For Millennials in Ontario, this has resulted in an entry to the market sooner than originally planned, with more than half (56%) expressing interest in acquiring a vehicle as a way to socialize responsibility abiding to increased social distancing measures.

The pandemic has altered consumers’ timelines for acquiring their next vehicle, however, buyers intending to purchase this 2020 are not necessarily looking at new vehicles. The report shows that car buyers are moving away from small hatch back models, with tighter budgets.

Affordability has been a distinguishing factor in differentiating the demographics, with Millennials intending to acquire a less expensive vehicle than originally planned, now looking towards marketplace and used car purchasing.

Good deals are still important

When it comes to the non-negotiables of the consumer purchasing check list however, some things never change.

Getting a good deal, transparent pricing and trust, loyalty and advocacy remain the necessary components for Ontarians to complete the perfect purchase.

Although the customer journey is being re-shaped across industries, for the automotive sector, Deloitte’s latest report recognizes that many parts are simply too hard to digitalize with the emotional reaction and connection felt between a new car buyer and their vehicle being pivotal.

Eighty-four per cent of Ontarians insist they would have to see the vehicle before completing the sale, keeping the dealer front and center in the customer journey.

Key findings

  • 39% of consumers have altered their timeline for buying their next vehicle, with a further 18% of those planning to purchase a new vehicle intending to do so sooner than originally planned due to increased incentives.
  • 31% of Millennials plan to purchase a vehicle sooner than originally planned.
  • 43% of Ontarians are planning to drive somewhat less, or significantly less, which will have a knock-on effect in the numbers regarding vehicle maintenance.
  • 48% of Ontarians looking to acquire a less expensive vehicle than originally budgeted for.
  • 78% of Ontarians want to buy their vehicle in-person or at a dealership.
  • Health and safety concerns, as a result of COVID-19 have contributed to 22% of Ontarians looking towards a fully virtual buying process, alongside “satisfying convenience requirements” and “ease of use.”
  • 68% of Ontarians still require authorized dealers to be part of the customer buying journey and a further 84% state they would have to see a vehicle before purchasing.
  • 33% of Ontarians feel their trust remains with the dealership where they acquired the vehicle they currently own, with 30% feeling most connected to the dealership where they carry out a regular service and 37% leaning on the manufacturer/brand of vehicle they drive.

Key issues

Vehicle Electrification, the level of interest in electrified vehicles is shifting rapidly, but Canadians appear much more content to take the half step to a hybrid powertrain as opposed to a full EV.

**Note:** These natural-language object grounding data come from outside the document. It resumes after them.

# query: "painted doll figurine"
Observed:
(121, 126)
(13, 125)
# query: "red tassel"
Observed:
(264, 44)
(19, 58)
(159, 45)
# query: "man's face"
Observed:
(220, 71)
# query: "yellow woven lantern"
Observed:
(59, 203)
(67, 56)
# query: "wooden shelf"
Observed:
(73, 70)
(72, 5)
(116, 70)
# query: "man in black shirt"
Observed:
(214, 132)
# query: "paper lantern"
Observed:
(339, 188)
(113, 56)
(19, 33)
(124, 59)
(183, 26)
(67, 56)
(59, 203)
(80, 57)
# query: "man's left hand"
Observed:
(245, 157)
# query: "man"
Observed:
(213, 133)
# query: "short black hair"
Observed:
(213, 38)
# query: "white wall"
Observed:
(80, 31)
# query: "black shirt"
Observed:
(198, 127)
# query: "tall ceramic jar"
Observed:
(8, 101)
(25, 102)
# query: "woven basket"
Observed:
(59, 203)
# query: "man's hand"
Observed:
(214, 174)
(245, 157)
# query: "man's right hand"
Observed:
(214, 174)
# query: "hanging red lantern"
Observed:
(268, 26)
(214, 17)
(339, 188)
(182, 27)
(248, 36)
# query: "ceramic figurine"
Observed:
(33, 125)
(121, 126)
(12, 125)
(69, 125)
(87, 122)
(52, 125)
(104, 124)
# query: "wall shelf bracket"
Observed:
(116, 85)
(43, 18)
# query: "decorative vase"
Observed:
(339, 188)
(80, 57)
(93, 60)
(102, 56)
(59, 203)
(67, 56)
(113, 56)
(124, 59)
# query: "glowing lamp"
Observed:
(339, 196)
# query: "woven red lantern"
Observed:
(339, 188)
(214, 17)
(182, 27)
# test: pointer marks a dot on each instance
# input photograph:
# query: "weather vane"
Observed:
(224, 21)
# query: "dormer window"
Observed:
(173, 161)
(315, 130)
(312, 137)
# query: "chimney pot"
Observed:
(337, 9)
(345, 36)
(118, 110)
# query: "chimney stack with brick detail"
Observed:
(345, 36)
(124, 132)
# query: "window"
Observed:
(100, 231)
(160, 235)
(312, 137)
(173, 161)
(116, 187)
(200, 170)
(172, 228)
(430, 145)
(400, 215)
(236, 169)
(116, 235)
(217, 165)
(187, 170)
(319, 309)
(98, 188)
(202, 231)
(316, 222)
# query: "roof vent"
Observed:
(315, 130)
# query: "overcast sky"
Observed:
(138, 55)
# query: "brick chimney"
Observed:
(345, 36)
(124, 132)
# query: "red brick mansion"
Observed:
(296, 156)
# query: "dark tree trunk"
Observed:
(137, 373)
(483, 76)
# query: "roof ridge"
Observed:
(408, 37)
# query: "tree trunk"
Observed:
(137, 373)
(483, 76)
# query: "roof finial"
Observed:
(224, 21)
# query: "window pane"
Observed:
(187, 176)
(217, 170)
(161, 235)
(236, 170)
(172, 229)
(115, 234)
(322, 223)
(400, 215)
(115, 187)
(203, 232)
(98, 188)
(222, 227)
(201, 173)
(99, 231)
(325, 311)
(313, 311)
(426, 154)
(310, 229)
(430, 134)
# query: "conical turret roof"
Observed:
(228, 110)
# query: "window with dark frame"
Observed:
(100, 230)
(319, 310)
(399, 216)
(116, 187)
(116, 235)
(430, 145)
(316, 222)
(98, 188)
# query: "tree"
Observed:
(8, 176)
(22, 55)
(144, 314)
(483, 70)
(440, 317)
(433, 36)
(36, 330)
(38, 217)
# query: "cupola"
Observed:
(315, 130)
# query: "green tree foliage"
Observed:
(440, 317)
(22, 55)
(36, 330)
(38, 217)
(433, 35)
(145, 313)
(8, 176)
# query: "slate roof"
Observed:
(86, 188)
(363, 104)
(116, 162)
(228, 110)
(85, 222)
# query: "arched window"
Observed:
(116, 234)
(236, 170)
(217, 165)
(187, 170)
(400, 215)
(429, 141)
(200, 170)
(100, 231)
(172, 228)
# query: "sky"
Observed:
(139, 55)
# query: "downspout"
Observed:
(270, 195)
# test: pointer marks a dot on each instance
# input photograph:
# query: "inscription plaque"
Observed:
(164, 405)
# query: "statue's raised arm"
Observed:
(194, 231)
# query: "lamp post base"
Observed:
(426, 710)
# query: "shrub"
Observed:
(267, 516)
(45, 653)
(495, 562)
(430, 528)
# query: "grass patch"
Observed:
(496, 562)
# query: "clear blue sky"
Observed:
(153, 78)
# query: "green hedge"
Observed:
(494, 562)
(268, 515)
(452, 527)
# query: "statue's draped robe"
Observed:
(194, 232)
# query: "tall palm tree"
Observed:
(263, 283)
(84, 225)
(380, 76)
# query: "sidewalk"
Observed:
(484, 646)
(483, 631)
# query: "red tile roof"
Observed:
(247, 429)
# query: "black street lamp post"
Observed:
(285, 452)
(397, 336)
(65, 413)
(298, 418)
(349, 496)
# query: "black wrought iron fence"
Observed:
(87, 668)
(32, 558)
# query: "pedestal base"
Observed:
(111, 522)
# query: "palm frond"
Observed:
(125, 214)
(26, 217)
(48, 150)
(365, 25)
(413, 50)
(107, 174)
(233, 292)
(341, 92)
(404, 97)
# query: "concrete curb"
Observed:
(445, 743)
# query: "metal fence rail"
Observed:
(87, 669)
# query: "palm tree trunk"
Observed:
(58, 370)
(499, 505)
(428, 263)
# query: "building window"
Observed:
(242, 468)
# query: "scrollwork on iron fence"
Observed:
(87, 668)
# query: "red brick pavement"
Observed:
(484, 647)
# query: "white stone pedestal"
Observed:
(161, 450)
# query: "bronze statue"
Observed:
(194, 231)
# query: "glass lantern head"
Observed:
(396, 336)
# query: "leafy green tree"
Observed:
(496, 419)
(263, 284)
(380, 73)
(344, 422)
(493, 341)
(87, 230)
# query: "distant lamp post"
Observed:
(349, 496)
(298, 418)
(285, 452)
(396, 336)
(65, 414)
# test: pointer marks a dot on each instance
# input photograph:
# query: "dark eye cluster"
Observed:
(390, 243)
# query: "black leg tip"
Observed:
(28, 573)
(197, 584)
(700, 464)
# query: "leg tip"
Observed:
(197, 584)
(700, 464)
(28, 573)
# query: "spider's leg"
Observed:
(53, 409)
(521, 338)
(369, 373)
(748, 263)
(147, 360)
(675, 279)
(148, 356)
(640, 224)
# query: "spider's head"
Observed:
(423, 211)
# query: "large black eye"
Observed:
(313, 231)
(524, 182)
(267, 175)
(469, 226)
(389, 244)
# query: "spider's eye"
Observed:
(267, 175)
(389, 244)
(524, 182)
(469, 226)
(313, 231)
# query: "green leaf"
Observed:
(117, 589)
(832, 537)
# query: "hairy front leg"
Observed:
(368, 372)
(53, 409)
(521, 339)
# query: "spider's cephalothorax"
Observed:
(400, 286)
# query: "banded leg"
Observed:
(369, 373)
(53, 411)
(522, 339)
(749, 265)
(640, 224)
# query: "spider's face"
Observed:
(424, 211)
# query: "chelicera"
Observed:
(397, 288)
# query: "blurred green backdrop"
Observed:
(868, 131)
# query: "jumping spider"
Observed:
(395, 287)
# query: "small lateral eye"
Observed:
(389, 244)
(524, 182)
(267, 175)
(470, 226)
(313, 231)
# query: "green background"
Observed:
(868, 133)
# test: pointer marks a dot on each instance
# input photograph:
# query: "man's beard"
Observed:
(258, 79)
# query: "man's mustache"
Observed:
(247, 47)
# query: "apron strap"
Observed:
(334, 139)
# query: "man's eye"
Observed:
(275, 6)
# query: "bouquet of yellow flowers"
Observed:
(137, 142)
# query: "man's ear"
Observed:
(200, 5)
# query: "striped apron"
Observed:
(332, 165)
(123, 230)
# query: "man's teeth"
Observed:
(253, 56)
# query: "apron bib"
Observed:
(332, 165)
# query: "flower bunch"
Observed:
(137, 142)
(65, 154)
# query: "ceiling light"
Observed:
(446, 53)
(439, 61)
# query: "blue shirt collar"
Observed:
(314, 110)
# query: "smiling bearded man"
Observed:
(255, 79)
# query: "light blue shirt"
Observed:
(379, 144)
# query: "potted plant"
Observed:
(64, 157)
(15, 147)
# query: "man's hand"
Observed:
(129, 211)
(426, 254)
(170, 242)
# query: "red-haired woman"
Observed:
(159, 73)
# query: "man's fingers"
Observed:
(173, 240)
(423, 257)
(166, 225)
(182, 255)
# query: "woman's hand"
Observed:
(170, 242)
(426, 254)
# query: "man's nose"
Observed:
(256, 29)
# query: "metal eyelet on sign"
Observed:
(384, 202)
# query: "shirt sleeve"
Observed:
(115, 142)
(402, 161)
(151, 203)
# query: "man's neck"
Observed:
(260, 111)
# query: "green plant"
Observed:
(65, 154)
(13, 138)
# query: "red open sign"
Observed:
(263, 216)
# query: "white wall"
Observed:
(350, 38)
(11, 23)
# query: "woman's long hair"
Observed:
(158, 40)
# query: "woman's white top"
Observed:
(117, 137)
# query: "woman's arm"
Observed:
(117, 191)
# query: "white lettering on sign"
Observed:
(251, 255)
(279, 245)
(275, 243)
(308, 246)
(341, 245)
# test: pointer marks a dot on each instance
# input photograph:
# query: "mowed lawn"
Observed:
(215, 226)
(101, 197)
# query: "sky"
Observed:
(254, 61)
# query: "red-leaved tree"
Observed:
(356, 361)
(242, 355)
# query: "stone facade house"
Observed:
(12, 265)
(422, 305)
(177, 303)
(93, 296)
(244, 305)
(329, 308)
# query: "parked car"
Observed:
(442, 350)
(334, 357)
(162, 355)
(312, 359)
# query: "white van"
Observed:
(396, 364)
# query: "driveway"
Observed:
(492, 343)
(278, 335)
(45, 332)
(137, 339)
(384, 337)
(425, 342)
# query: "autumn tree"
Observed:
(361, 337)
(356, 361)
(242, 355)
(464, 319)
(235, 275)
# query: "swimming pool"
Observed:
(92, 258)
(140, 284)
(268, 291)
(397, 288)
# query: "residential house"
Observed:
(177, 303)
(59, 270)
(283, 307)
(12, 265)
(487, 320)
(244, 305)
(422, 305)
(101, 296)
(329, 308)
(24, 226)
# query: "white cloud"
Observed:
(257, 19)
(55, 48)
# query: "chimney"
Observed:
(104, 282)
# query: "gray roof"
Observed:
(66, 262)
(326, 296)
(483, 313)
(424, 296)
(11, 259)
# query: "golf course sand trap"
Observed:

Mass transit and ride-hailing, the mode of transportation is changing, with how people get from A to B  being altered as a result of COVID-19. Personal vehicle ownership is growing, but when assessed closer the whole “pie” is shrinking. 21% of Ontarians report using public transport at least once a week, with 27% of Millennials stating they “never” use public transport and a further 49% of seniors stating the same.

Working from home, 41% of respondents are planning to work from home a minimum of a several days a week, if not every day. This has been having significant impact on how many people are moving on a day to day basis and car, as well as public transport usage.